CANNES: Mastercard, the payments company, is leveraging experiential marketing to engage consumers around their passion points, a shift that partly reflects an internal view that classical advertising is “dead”.

Raja Rajamannar, the chief marketing and communications officer at Mastercard, discussed this subject at the 2018 Cannes Lions International Festival of Creativity.

“We keep internally calling it: Storytelling, which is classical advertising, is dead,” he said. (For more, read WARC’s in-depth report: Mastercard’s Rajamannar to Cannes: classical advertising is “dead”.)

The marketing leader at the Purchase, New York-based payments company cited a major proof point in supporting this claim. “Consumers hate interruption,” he asserted.

“And advertisements are clearly an interruption to a good experience.

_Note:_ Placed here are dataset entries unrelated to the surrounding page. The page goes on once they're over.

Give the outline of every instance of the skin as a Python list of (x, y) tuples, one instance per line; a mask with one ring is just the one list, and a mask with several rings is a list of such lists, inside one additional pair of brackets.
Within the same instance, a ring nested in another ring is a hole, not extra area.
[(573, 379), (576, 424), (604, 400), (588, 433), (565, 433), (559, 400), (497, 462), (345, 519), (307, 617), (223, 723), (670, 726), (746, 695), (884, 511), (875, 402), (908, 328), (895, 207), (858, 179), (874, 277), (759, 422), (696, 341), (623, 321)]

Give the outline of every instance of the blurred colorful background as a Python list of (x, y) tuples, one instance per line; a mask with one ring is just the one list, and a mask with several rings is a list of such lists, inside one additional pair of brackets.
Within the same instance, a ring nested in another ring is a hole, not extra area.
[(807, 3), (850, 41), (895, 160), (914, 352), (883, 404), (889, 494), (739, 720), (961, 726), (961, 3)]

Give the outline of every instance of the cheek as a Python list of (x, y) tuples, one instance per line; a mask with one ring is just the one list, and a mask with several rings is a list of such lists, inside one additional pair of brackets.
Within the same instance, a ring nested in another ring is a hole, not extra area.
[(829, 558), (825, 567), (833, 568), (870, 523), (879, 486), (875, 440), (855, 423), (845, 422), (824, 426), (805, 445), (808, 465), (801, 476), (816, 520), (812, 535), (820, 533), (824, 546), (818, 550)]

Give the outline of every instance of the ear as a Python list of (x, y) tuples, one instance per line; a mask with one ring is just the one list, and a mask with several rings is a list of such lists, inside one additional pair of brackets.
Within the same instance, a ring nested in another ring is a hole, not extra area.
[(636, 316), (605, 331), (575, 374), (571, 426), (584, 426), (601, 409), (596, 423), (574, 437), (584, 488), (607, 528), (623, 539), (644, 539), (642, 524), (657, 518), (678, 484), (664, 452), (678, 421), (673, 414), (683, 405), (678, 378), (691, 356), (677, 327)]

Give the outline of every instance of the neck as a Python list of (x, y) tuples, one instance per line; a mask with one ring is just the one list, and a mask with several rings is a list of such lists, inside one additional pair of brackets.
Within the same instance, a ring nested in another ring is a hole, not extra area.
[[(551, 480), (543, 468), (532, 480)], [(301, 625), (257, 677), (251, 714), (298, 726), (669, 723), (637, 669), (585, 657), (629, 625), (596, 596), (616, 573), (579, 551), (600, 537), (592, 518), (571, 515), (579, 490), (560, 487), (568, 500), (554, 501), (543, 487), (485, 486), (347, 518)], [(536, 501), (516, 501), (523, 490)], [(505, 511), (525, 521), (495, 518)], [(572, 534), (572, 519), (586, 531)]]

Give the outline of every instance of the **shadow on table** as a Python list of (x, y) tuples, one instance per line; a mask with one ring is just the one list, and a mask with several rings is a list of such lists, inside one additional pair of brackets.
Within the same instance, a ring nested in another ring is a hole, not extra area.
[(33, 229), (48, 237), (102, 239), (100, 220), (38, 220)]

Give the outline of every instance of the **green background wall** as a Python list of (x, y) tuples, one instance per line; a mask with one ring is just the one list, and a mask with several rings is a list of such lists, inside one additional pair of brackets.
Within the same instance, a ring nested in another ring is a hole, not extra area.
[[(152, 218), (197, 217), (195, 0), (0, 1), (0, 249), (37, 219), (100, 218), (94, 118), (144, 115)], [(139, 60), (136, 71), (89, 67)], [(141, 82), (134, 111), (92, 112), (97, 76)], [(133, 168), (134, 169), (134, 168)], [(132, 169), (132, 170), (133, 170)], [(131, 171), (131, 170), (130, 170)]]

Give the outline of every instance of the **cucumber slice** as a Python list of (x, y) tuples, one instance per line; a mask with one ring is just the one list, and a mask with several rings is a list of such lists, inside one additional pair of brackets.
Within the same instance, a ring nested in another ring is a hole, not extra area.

So, not only are they putting [up] ad blockers … they are also paying money to keep these pesky marketers out, whether it is on Netflix, or Hulu, or YouTube Red, whichever.”

What is Rajamannar’s underlying conclusion, based on this evidence? “In that kind of situation, somewhere, as marketers, we have to [see] advertising is not the way going forwards.”

Against this backdrop, Mastercard’s evolving model could be a source of considerable excitement to sports leagues, event organizers, and rights holders across a diverse range of sponsorship categories.

“We have pivoted significantly to experiential marketing,” Rajamannar explained – alongside admitting that success in this endeavor is “easier said than done.”

To guide its strategy in the right direction, however, Mastercard is relying on a clear guiding philosophy. “You enable, and you inspire, your consumers to create,” Rajamannar said.

“It’s all about ‘storymaking’,” he continued. “Give an experience to a consumer at scale, and economically, and widely so that they then will form a story in their head, and they will share the story.

To select the right properties to sponsor (and, in turn, the stories to make), Mastercard identified nine different consumer “passion points” – a list including music, art, shopping, travel, and sports.

“In each one of these areas, we are curating and creating experiences that they can get through Mastercard,” Rajamannar explained during a session held by The Economist magazine.